This article is about creating a plot of complexity over change rate for a given set of source code files. According to an idea I’ve seen on twitter last week, this might help us finding spots in the code that have an influence on how well a project goes. Here I’d like to show you a quick demonstration of that idea.

This is the original twitter post by Ian Partridge:

Fascinating idea from Michael Feathers: plot each file in your project on an X/Y graph: how often it’s changed (git) vs how complex it is (static analysis). Focus on the files in the top right corner of the graph - those are the ones holding your project back #iOSCon

To show how such a graph might look like, I’ve prepared a tiny demo project and applied that idea to it. In the following plot you can see the result.

The horizontal axis in the diagram shows the total number of git commits for each file. On the vertical axis, the Cyclomatic Complexity of each file is plotted as a measure of code complexity.
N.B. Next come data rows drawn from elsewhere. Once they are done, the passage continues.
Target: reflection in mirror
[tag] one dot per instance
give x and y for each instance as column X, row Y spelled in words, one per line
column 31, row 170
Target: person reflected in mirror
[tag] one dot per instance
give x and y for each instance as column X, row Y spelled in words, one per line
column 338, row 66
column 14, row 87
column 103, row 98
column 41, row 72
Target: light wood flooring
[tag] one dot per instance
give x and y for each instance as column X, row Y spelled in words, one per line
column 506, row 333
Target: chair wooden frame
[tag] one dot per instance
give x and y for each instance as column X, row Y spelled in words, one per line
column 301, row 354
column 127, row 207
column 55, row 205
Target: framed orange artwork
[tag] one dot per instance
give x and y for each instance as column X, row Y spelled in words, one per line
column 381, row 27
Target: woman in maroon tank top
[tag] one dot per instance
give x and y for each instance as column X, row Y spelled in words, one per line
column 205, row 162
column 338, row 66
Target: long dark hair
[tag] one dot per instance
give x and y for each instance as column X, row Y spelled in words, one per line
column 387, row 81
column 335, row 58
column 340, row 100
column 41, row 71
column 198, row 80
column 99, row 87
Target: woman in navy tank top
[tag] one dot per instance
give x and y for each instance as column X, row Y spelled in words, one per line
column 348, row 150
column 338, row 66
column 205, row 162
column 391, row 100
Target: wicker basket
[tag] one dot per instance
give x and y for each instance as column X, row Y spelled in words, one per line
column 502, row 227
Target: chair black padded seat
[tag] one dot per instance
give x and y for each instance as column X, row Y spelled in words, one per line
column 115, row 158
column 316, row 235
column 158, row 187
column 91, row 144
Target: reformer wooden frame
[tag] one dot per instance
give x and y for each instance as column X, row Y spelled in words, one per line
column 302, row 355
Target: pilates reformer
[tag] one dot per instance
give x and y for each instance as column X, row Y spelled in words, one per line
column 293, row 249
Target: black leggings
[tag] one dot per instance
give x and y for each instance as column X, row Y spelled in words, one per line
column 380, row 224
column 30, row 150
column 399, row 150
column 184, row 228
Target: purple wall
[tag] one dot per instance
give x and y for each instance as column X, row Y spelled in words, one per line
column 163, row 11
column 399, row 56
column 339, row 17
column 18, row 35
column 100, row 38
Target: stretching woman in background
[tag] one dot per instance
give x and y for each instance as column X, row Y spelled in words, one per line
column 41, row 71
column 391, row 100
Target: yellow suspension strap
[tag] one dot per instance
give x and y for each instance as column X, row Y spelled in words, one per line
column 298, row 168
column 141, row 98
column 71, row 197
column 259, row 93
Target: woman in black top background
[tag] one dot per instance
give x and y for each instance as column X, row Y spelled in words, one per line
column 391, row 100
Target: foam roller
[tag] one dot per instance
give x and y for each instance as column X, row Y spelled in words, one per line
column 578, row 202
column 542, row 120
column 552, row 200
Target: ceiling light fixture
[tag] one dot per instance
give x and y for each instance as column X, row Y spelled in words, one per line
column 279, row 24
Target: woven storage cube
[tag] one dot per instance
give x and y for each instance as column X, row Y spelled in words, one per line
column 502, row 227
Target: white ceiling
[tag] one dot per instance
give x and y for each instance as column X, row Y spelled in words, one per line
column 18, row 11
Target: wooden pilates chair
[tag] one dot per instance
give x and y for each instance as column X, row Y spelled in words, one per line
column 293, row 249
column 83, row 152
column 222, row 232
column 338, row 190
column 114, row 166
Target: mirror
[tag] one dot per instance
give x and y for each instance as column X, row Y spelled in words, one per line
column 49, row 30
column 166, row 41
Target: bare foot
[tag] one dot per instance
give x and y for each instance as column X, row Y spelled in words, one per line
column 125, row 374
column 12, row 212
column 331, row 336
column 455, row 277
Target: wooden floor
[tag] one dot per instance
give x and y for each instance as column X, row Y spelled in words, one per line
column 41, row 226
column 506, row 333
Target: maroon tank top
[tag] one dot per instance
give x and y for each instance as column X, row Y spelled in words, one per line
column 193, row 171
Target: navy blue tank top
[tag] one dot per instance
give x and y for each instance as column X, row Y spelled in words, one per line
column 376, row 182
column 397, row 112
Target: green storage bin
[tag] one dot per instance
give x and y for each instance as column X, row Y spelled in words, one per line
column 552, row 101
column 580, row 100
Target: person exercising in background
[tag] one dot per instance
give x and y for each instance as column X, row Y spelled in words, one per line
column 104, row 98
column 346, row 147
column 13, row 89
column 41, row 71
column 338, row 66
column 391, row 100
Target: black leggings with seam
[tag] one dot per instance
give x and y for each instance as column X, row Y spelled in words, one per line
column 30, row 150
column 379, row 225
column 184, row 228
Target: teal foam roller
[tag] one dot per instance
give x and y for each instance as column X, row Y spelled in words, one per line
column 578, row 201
We can see from this diagram that there are three source files in the project, all of which are probably not very complex with a maximum Cyclomatic Complexity of about 3.5. Still, for future refactoring plans the file demo2.cpp might be of particular interest. It has the most changes and is also the most complex one. This one is probably the hardest to maintain.

After this small demo let’s take a look at something bigger: the GNU coreutils. The following diagram shows complexity over changes for the sources of that project.

What’s in the top-right corner of the graph? It’s cp.c and copy.c. If the two metrics – CCN and git commit count – are valid, these are candidates for files holding the coreutils project back.

For a counterexample, let’s consider true.c – from the following zoomed-in version of the previous graph. It has medium complexity and only about 50 commits. What else would we expect from a program that does nothing than returning zero? Probably this one is pretty easy to maintain.

Closing & Conclusion

To gather data for those plots, git and lizard have been utilized from within some Python scripts. If you wish to create such diagrams yourself, feel free to get the example project from github!

That’s it so far. Some questions remain:

  • Is Cyclomatic Complexity the right metric for the job?
  • Isn’t the total number of commits a bit too coarse?